Странно было сознавать, что в двадцати шагах, по ту сторону зала, тянется прекрасная Помпеевская галерея, увешанная картинами кисти Рубо, Дмитриева-Оренбургского, Кившенки, изображающими всю войну 1877 – 78 годов, и нельзя пойти посмотреть эти картины. Там, в середине галереи устроено чудо Семирамиды – большой Зимний сад во втором этаже, растут латании, веерные пальмы, музы, висят причудливые орхидеи, а войти туда нельзя. Нельзя отойти от караула. И выйти Саблин может только в сопровождении трубача. Он охранял Государя, но он не видал его. Он знал, что квартира Государя, называемая «внутренними покоями», находится за залом, где стоят казаки, что там будет коридор, в коридоре высокие двери, у которых стоят часовые пехотного караула, там же стоят часовые казаки, там же бродят, мягко ступая сапогами без каблуков, конвойцы и сидят чины дворцовой полиции. Громадный дворец полон людьми, стоящими на постах, и в то же время пуст до уныния. В двери виден зал, за ним ещё зал и ещё зал и всюду у дверей лакеи, кое-где парные часовые и никого, живущего во дворце. Было жутко от тишины мёртвых стен, нарушаемой тихими крадущимися шагами, да негромким, точно испуганным кашлем. Пройдёт проворными шагами скороход, но и он не похож на живого человека. Круглая шляпа с белыми, жёлтыми и чёрными страусовыми перьями, чёрный, расшитый золотыми лентами кафтан, белые брюки в обтяжку до колен, высокие чулки и чёрные башмаки с бантами делали его похожим на тень прошлого или на слугу из сказки.

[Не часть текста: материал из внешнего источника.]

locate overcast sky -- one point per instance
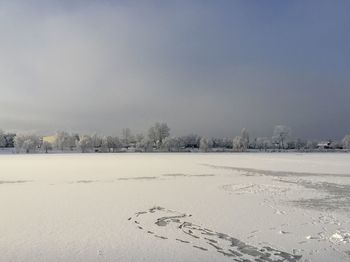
(209, 67)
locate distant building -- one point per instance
(324, 145)
(49, 139)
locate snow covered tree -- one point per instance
(85, 143)
(96, 141)
(245, 139)
(263, 143)
(158, 133)
(65, 141)
(346, 142)
(46, 146)
(204, 144)
(238, 144)
(26, 143)
(280, 134)
(3, 141)
(127, 137)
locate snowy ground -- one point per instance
(175, 207)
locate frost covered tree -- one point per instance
(158, 133)
(104, 145)
(3, 140)
(190, 141)
(127, 137)
(281, 133)
(346, 142)
(65, 141)
(204, 144)
(46, 146)
(245, 138)
(114, 143)
(27, 143)
(96, 141)
(238, 144)
(263, 143)
(85, 144)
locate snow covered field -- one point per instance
(175, 207)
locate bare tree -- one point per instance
(204, 144)
(27, 143)
(3, 141)
(280, 134)
(238, 144)
(158, 133)
(245, 139)
(346, 142)
(85, 143)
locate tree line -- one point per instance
(158, 139)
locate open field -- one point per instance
(175, 207)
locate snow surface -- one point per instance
(175, 207)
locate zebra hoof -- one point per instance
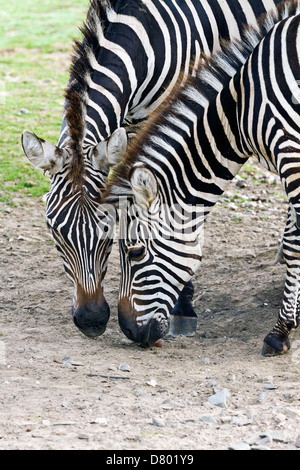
(275, 346)
(182, 325)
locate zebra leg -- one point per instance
(277, 341)
(183, 319)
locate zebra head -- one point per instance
(82, 227)
(160, 251)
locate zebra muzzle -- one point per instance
(90, 314)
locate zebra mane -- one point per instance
(77, 90)
(212, 75)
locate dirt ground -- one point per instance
(61, 390)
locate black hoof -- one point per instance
(182, 325)
(275, 346)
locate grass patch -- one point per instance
(35, 47)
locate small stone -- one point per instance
(275, 436)
(208, 420)
(231, 378)
(101, 421)
(151, 383)
(220, 398)
(271, 387)
(240, 446)
(158, 422)
(263, 396)
(205, 360)
(124, 367)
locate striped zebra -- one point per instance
(242, 103)
(131, 56)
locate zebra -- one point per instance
(131, 56)
(239, 105)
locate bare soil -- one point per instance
(61, 390)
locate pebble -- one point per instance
(158, 422)
(208, 419)
(220, 398)
(124, 367)
(263, 396)
(271, 387)
(151, 383)
(240, 446)
(275, 436)
(101, 421)
(205, 360)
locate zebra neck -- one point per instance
(195, 160)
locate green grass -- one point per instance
(35, 46)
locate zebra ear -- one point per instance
(42, 154)
(110, 152)
(144, 185)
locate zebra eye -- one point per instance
(136, 254)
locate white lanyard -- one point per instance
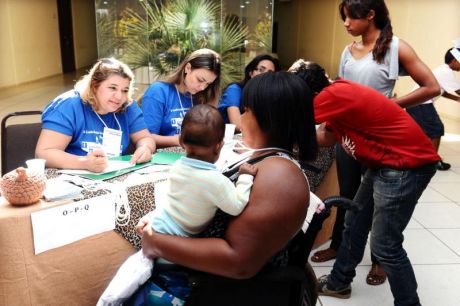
(180, 102)
(119, 126)
(111, 138)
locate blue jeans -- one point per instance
(386, 201)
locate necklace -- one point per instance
(118, 123)
(180, 101)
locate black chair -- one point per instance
(18, 140)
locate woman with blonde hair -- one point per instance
(95, 120)
(195, 81)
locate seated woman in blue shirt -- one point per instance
(195, 81)
(229, 105)
(95, 120)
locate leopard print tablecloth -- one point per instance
(141, 197)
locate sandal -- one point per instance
(324, 255)
(376, 275)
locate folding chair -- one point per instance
(18, 140)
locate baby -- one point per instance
(196, 190)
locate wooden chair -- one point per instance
(18, 140)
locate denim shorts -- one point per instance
(427, 117)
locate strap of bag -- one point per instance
(232, 172)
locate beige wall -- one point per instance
(84, 33)
(29, 37)
(316, 32)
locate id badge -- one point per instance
(111, 142)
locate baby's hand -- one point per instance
(248, 169)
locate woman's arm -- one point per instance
(145, 146)
(165, 141)
(274, 214)
(420, 73)
(51, 146)
(234, 116)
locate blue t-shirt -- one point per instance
(164, 109)
(231, 97)
(68, 115)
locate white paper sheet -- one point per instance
(113, 165)
(68, 223)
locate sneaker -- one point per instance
(442, 166)
(322, 289)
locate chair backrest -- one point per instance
(18, 140)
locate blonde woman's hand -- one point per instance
(143, 222)
(141, 155)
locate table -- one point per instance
(77, 274)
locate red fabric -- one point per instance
(372, 128)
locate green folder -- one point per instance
(159, 158)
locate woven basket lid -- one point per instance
(22, 187)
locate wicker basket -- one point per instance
(21, 187)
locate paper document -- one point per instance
(113, 165)
(68, 223)
(58, 189)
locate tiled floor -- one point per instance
(432, 237)
(432, 241)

Зимний день проходил скоро, было всего четыре часа, а уже гнездились сумерки в высоких углах белого с золотом мраморного зала, со стенами, увешанными серебряными и золотыми блюдами. Каждое блюдо было образцом чеканного и гравёрного искусства, каждое блюдо имело свою историю любви и преданности Монарху. На этих блюдах города и губернии, земства и крестьяне, дворяне и купцы подносили своему Государю хлеб-соль. На них искусной чеканкой и резьбой были нарисованы целые сцены, виды городов, эмблемы…

Они тускло светились в надвинувшихся сумерках и вдруг потонули, вспыхнули кое-где по залу электрические лампочки, засветилось несколько свечей в центральной люстре, но не рассеяли мрака. Холодно и жутко стало в громадном зале.

На столе перед Саблиным поставили керосиновую лампу под синим абажуром. Подали обед…

День проходил. Ночь надвигалась на тихий дворец.